Саша обещал посоветоваться, поговорить, решась наперед отказаться от этой поездки.
Без Сельмина он, может быть, согласился бы, но тут должны были произойти объяснения, которых он старался избегать. Леонова же думала, что Саша боится своей страсти к Марии и из скромности отказывается. Она продолжала убеждать его и сказала, что ввечеру пришлет за ответом.
Когда все разъехались, Саша спросил дядю:
– Правда ли, что Москва оставлена будет без боя?
– Я не мешаюсь, друг мой, в дела мирские… Но слишком люблю мое отечество, чтоб не скорбеть о наших несчастиях… Кажется, занятие Москвы французами – дело неизбежное.
– Это ужасно! Что же вы будете делать? Куда уедете?
– Я останусь. К Леоновой я не могу ехать, потому что дал однажды обет не являться в свет. Да и ты, пока твоя участь не решена, пока согласие отца не возвратит тебе твоего имени, не должен думать о женитьбе и, следственно, завлекать добрую девушку. После этой войны, вероятно, отец твой образумится наконец, и тогда ты можешь явиться к ней.
– Так вы решительно остаетесь в Москве?
– Да, друг мой, здешний добрый пастырь дал мне убежище – и я не покину его.
– Но если злодеи действительно не щадят и храмов божьих? если не уважат и здешнего убежища?
– Тогда я их заставлю уважить человека, который умеет умереть без страха.

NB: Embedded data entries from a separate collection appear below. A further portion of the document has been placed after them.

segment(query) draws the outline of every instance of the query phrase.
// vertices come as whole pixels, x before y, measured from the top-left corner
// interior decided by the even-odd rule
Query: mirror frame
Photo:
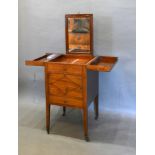
[[[89,18],[90,19],[90,50],[69,52],[69,32],[68,18]],[[67,54],[91,54],[93,55],[93,14],[66,14],[65,15],[65,33],[66,33],[66,53]]]

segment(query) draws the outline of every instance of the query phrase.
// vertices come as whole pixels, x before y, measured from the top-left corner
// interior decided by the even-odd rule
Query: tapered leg
[[[87,108],[83,109],[83,129],[84,129],[85,140],[89,141],[89,137],[88,137],[88,109]]]
[[[50,104],[46,104],[46,130],[50,132]]]
[[[98,119],[98,95],[95,97],[94,100],[94,111],[95,111],[95,119]]]
[[[62,116],[65,116],[66,115],[66,107],[63,106],[63,114]]]

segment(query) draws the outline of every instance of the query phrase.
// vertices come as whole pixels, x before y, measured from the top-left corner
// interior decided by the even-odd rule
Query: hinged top
[[[93,14],[67,14],[66,53],[93,55]]]

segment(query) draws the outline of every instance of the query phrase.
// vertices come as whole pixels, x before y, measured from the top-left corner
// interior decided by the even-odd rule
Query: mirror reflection
[[[69,52],[90,51],[90,18],[68,18]]]

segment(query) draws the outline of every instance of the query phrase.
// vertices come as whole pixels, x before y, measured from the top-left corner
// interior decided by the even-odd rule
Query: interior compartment
[[[48,59],[48,56],[54,56]],[[78,54],[52,54],[47,53],[37,59],[27,60],[26,65],[30,66],[44,66],[45,62],[53,62],[58,64],[77,64],[87,65],[87,69],[93,71],[109,72],[117,62],[117,57],[112,56],[98,56],[92,55],[78,55]]]
[[[60,57],[51,60],[55,63],[64,63],[64,64],[87,64],[93,56],[79,56],[79,55],[61,55]]]
[[[117,60],[117,57],[112,56],[95,57],[88,63],[87,68],[93,71],[109,72],[111,71]]]

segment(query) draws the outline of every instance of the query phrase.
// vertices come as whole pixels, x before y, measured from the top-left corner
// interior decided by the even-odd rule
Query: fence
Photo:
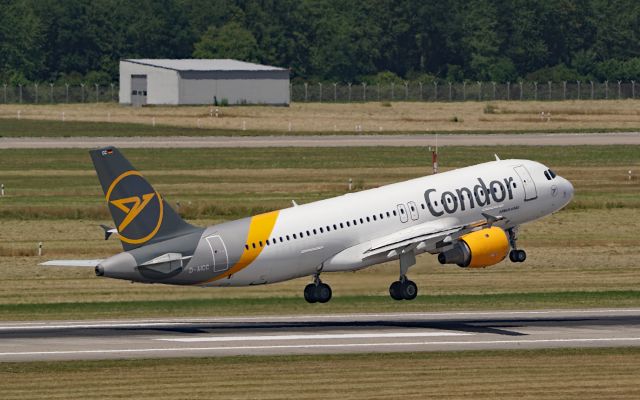
[[[490,101],[635,99],[636,81],[615,82],[407,82],[405,84],[291,84],[292,102]],[[118,86],[52,83],[0,87],[0,103],[117,102]]]
[[[0,102],[4,104],[55,104],[55,103],[99,103],[117,102],[118,86],[110,85],[56,85],[34,83],[0,87]]]
[[[407,82],[405,84],[295,84],[292,102],[490,101],[635,99],[635,81],[616,82]]]

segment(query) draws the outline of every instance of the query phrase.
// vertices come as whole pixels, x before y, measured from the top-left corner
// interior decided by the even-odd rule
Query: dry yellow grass
[[[354,104],[294,103],[290,107],[144,107],[117,104],[0,106],[0,118],[126,122],[225,130],[293,132],[530,131],[636,129],[640,100],[496,101]],[[544,112],[548,117],[541,118]],[[550,115],[550,117],[549,117]]]
[[[10,363],[10,399],[637,399],[629,349]]]
[[[301,296],[309,280],[201,289],[97,278],[90,268],[37,266],[50,258],[102,258],[121,251],[116,240],[102,239],[96,224],[3,221],[1,247],[33,254],[36,243],[43,240],[45,255],[0,257],[0,304]],[[423,294],[636,290],[640,287],[638,231],[640,220],[634,209],[563,211],[523,227],[520,244],[529,254],[524,264],[504,261],[484,270],[464,270],[443,267],[435,257],[423,255],[410,276]],[[325,274],[323,279],[332,285],[335,296],[385,296],[397,274],[396,263],[388,263],[356,273]]]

– В таком случае и я с вами остаюсь.
– Для чего? ты имеешь свои обязанности, которые также святы. Ты послан сюда для того, чтоб вылечиться и снова стать под знамена отечества. Твое настоящее место там. Здесь ты только гость мой – и если враги вступят сюда, то ты поступишь безрассудно, оставшись со мною… Тебя объявят военнопленным и отвезут бог знает куда.
– Военнопленным!
Эта мысль сильно поразила Сашу. Потеря свободы никак не приходила ему в голову. Но оставить и дядю на произвол врагов казалось ему величайшею неблагодарностию. Изобретательный ум его тотчас же придумал средство, как согласить свою безопасность с привязанностию к дяде.

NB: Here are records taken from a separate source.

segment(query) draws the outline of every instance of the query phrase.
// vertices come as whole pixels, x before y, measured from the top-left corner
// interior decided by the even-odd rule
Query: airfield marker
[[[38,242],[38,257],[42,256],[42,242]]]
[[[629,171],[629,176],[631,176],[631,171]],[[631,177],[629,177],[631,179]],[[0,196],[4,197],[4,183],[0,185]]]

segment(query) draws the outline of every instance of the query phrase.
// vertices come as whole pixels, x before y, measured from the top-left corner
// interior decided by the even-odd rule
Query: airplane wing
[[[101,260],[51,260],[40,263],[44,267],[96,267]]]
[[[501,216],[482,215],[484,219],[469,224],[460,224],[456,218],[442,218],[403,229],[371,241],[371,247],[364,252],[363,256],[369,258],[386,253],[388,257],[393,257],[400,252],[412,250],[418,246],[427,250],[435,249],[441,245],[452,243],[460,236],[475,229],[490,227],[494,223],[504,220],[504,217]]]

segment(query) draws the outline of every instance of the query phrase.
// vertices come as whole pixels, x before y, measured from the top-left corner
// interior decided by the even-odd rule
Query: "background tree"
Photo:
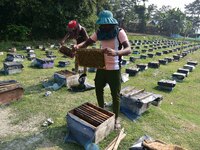
[[[200,30],[200,0],[185,6],[185,13],[190,21],[192,21],[193,30]]]
[[[97,10],[100,11],[107,2],[107,0],[1,0],[0,39],[59,38],[65,34],[66,23],[72,19],[78,20],[88,31],[92,31],[95,27]],[[19,35],[24,37],[14,37],[17,34],[12,32],[20,33]]]

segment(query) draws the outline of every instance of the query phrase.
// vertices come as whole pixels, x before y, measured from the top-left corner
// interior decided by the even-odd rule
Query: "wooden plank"
[[[113,150],[117,150],[117,148],[118,148],[118,146],[119,146],[119,143],[120,143],[120,141],[121,141],[121,136],[122,136],[122,134],[124,133],[124,128],[122,128],[121,129],[121,131],[120,131],[120,133],[119,133],[119,136],[118,136],[118,138],[117,138],[117,141],[115,142],[115,145],[114,145],[114,147],[113,147]]]
[[[105,148],[105,150],[117,150],[120,141],[126,136],[124,128],[120,131],[119,135]]]
[[[23,88],[12,89],[0,93],[0,104],[7,104],[11,101],[21,99],[23,96]]]
[[[86,105],[87,106],[87,105]],[[81,107],[83,107],[85,110],[87,110],[88,112],[90,112],[92,115],[97,116],[98,118],[102,119],[103,121],[107,120],[109,118],[109,116],[105,116],[103,113],[96,111],[95,109],[93,109],[92,107],[86,107],[85,105],[82,105]]]
[[[102,122],[104,122],[105,120],[103,120],[102,118],[100,118],[99,116],[98,116],[98,114],[94,114],[94,113],[92,113],[91,111],[89,111],[89,110],[86,110],[85,108],[83,108],[83,107],[79,107],[79,109],[81,109],[82,111],[84,111],[88,116],[90,116],[91,118],[94,118],[95,120],[98,120],[98,121],[100,121],[101,123]]]
[[[95,133],[95,142],[98,143],[106,136],[108,136],[109,133],[114,130],[114,126],[115,126],[115,115],[110,117],[97,127]]]
[[[70,118],[76,120],[77,122],[79,122],[80,124],[83,124],[84,126],[87,126],[89,128],[92,128],[93,130],[96,130],[96,127],[90,123],[88,123],[87,121],[79,118],[78,116],[74,115],[73,110],[71,110],[70,112],[67,113],[67,116],[69,116]]]
[[[121,94],[122,94],[122,95],[125,95],[125,94],[127,94],[128,92],[132,91],[133,89],[135,89],[135,87],[127,86],[127,87],[125,87],[125,88],[123,88],[123,89],[121,90]]]
[[[142,93],[142,92],[144,92],[144,89],[132,90],[130,93],[127,93],[125,96],[126,97],[131,97],[131,96],[134,96],[134,95],[138,95],[139,93]]]
[[[90,117],[86,117],[86,115],[82,112],[80,112],[79,110],[75,109],[74,110],[74,115],[76,115],[77,117],[79,117],[80,119],[90,123],[91,125],[97,127],[99,126],[99,122],[97,122],[96,120],[94,119],[91,119]]]
[[[145,99],[145,98],[147,98],[147,97],[149,97],[149,96],[151,96],[151,95],[153,95],[153,93],[148,93],[148,94],[146,94],[146,95],[144,95],[144,96],[142,96],[142,97],[140,97],[140,98],[138,98],[139,100],[142,100],[142,99]]]
[[[81,109],[81,108],[76,108],[75,109],[76,111],[78,111],[78,112],[80,112],[80,113],[82,113],[83,115],[85,115],[85,118],[90,118],[90,119],[92,119],[93,121],[96,121],[96,122],[98,122],[98,123],[102,123],[102,121],[99,119],[99,118],[97,118],[96,116],[93,116],[93,115],[91,115],[90,113],[88,113],[88,112],[86,112],[86,111],[84,111],[83,109]]]
[[[100,111],[97,111],[96,109],[94,109],[94,108],[92,108],[92,107],[90,107],[90,106],[88,106],[88,105],[84,105],[83,104],[83,107],[85,107],[85,108],[89,108],[91,111],[93,111],[93,113],[95,113],[95,114],[98,114],[99,115],[99,117],[102,117],[103,119],[105,119],[105,120],[107,120],[110,116],[108,116],[108,115],[106,115],[106,114],[104,114],[104,113],[102,113],[102,112],[100,112]]]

– Да зачем же в таком случае объявлять нам, что я офицер русской армии? – сказал Саша. – Я просто здешний житель, пожалуй, монастырский служка! Я человек больной и, вероятно, меня оставят в покое. Мне даже кажется, что я с вами буду безопаснее, нежели по большим дорогам.

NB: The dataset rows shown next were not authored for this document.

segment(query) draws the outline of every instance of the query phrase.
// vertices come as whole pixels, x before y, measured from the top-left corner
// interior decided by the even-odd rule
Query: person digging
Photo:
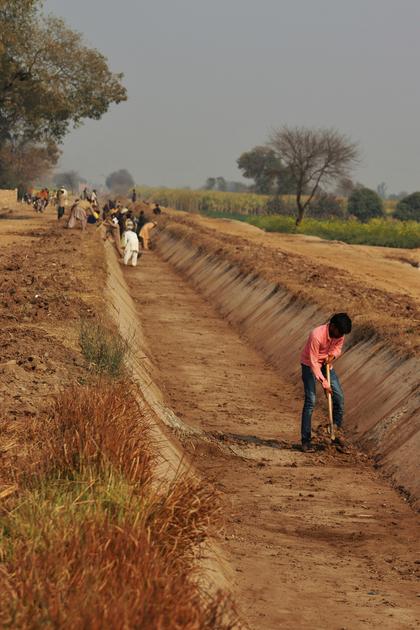
[[[302,451],[305,453],[314,451],[311,442],[311,420],[316,402],[317,381],[324,388],[325,395],[332,396],[333,435],[337,436],[334,442],[342,445],[340,436],[344,415],[344,394],[332,363],[341,355],[344,335],[351,332],[351,326],[351,319],[347,313],[336,313],[327,324],[312,330],[302,351],[300,361],[305,402],[302,410],[301,438]],[[327,365],[330,383],[327,379]]]

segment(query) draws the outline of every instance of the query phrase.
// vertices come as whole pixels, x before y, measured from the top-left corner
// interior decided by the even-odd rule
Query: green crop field
[[[358,245],[381,245],[383,247],[420,247],[420,223],[416,221],[394,221],[372,219],[368,223],[349,220],[304,219],[296,228],[293,217],[265,216],[247,217],[247,222],[267,232],[312,234],[328,240],[343,241]]]
[[[180,190],[167,188],[139,188],[142,198],[159,201],[163,206],[199,212],[216,218],[246,221],[267,232],[312,234],[329,240],[361,245],[381,245],[413,249],[420,247],[420,223],[392,219],[395,201],[385,202],[386,218],[361,223],[356,219],[313,219],[306,217],[301,226],[295,226],[293,195],[281,197],[290,215],[268,215],[268,195],[229,193],[206,190]],[[345,204],[344,199],[340,202]]]

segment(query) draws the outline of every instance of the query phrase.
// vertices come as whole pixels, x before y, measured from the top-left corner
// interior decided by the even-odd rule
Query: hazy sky
[[[357,179],[420,188],[419,0],[47,0],[115,71],[129,100],[64,144],[97,182],[239,180],[240,153],[289,125],[360,142]]]

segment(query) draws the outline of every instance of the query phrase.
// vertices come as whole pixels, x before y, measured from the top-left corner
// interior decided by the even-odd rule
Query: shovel
[[[330,374],[330,365],[327,363],[327,381],[328,386],[331,387],[331,374]],[[329,433],[331,436],[331,442],[335,440],[335,432],[334,432],[334,421],[333,421],[333,406],[332,406],[332,396],[331,394],[327,394],[327,402],[328,402],[328,421],[329,421]]]

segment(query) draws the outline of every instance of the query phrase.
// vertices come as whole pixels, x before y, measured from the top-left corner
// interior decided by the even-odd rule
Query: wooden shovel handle
[[[329,363],[327,363],[327,365],[326,365],[326,370],[327,370],[328,386],[331,387],[331,373],[330,373],[330,365],[329,365]],[[328,401],[328,420],[329,420],[329,423],[330,423],[331,439],[335,440],[332,396],[331,396],[330,393],[327,394],[327,401]]]

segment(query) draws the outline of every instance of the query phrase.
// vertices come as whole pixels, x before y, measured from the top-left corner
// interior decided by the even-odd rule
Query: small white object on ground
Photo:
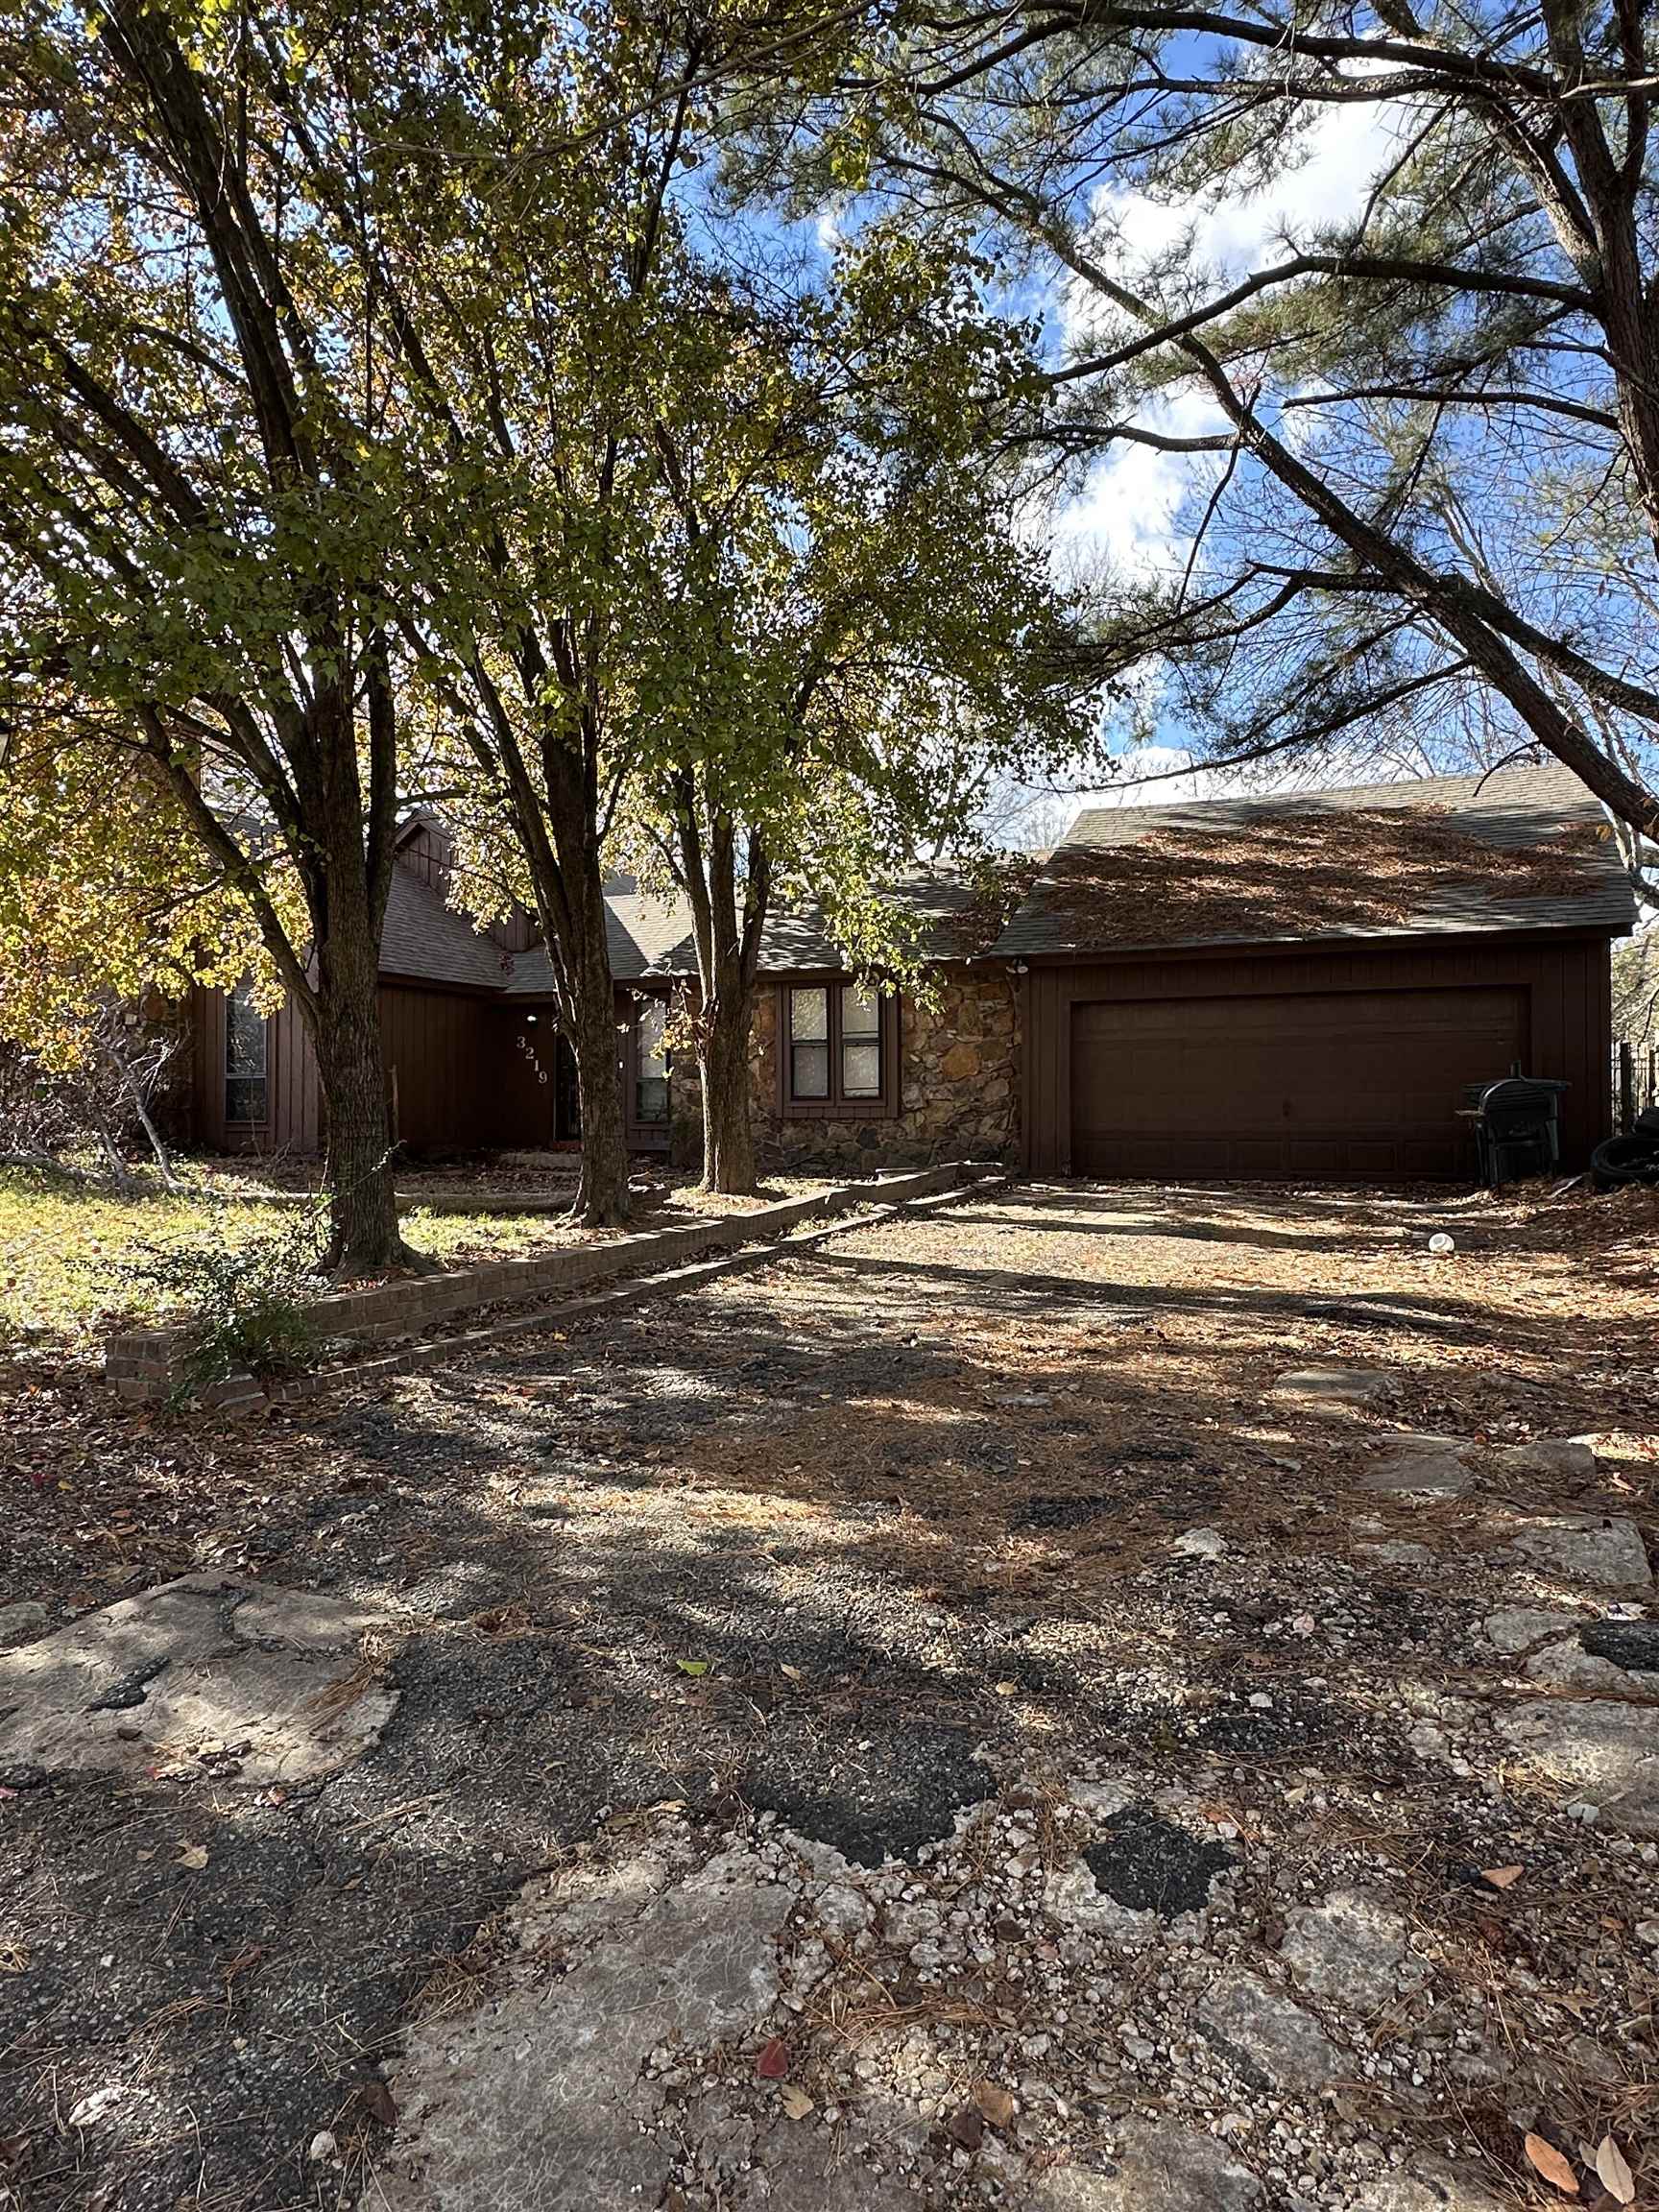
[[[1457,1246],[1455,1240],[1453,1238],[1448,1237],[1445,1230],[1441,1229],[1437,1230],[1436,1233],[1430,1238],[1429,1249],[1431,1252],[1437,1253],[1441,1257],[1444,1257],[1448,1252],[1455,1252]]]
[[[1219,1559],[1227,1540],[1219,1528],[1184,1528],[1173,1549],[1184,1559]]]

Пустынник задумался. Саша был прав: стоило спрятать его одежду и оружие, стоило сказать, что он больной служитель монастыря. Притом же если французы займут Москву, то где остановится нашествие их? где может Саша найти безопасность?.. Все эти мысли заставили самого дядю полагать, что племянник может остаться при нем. Нежность же Саши и убеждения довершили его решимость. Он согласился на желание Саши, а когда ввечеру Леонова прислала за ответом при самой любезной записочке, то Саша отвечал, что доктор не позволил ему ехать.